I picked up this book because it made a lot of NPR 10-best lists fro 2010.  That proved to be a reliable recommendation.  I especially appreciated the quality, long-form novel because I started reading it at the beginning of a 27-hour flight to Asia.  The story’s setting in turn of the 19th century Nagasaki felt appropriate despite the fact that my destination was Vietnam.  Although the plot  keeps the reader interested, that setting in Nagasaki and its Dutch trading post is pleasingly unfamiliar.  Although I have no way of judging its accuracy, it felt historically plausible and educational.  We meet the title character when he is a newly-arriving clerk at the trading post ad follow him as he navigates the machinations of both the half-marooned population of the trading post and the complicated politics of closed, Shogunal Japan.  This is a page turner that achieved an all-too-rare feat - making me wish I didn’t have to participate in real life so I could have more time to just read the book.

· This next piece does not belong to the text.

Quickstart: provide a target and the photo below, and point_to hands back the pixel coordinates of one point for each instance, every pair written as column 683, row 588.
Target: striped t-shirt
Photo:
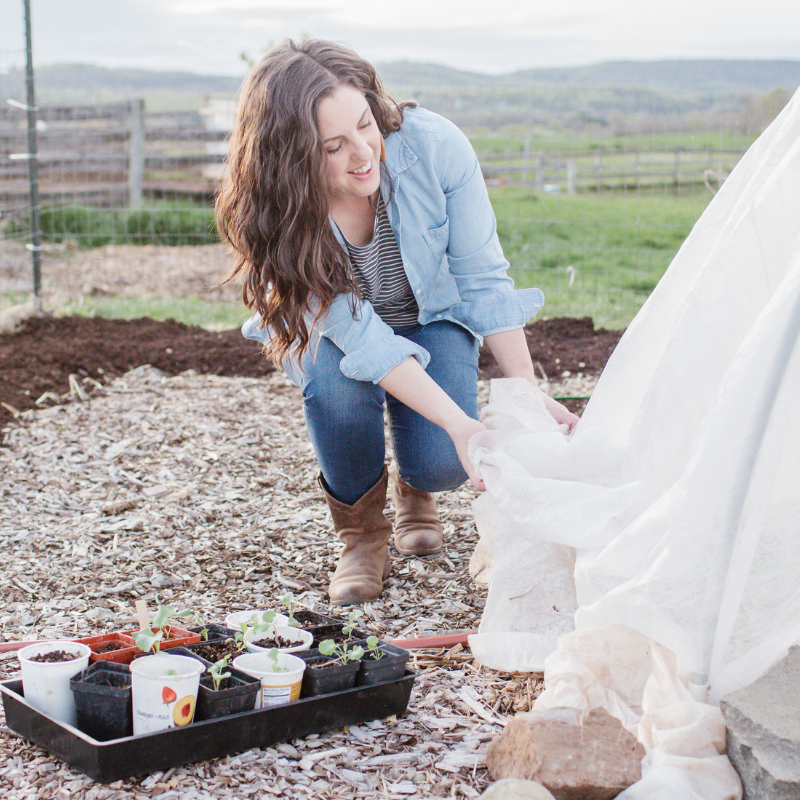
column 378, row 270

Best of the year: non-fiction


The New York Regional Mormon Singles Halloween Dance, Elna Baker, 2009


I heard Elna Baker on an incredible live episode of the incredible Marc Maron podcast.  That appearance came a few years after this book was published, but it made me very curious to read it.  In this memoir - yes, it's a memoir with that crazy long title - Baker details her life as a Mormon in New York City.  Baker is a standup comedienne, and the book is funny, but that's not what made it so gripping for me.  Baker details her struggles and questions with her Mormon faith in the midst of her lively social life in New York City.  Mormonism as much as any other faith enforces social norms of behavior that are understood to manifest in a long line of "no's".  No drinking, no drugs, no sex.  Baker shares incredibly frankly her hopes and fears in relation to remaining committed to her church while being pulled toward life outside of it.  The real action comes (not really spoiling here) when she meets an atheist whom she really, really likes.  Her family members definitely play their roles in her narrative a la David Sedaris; she lives with her older, more beautiful sister in New York.  Her parents sound like generous, awesome people.  I've been highly recommending this book for its honesty and page-turning narrative.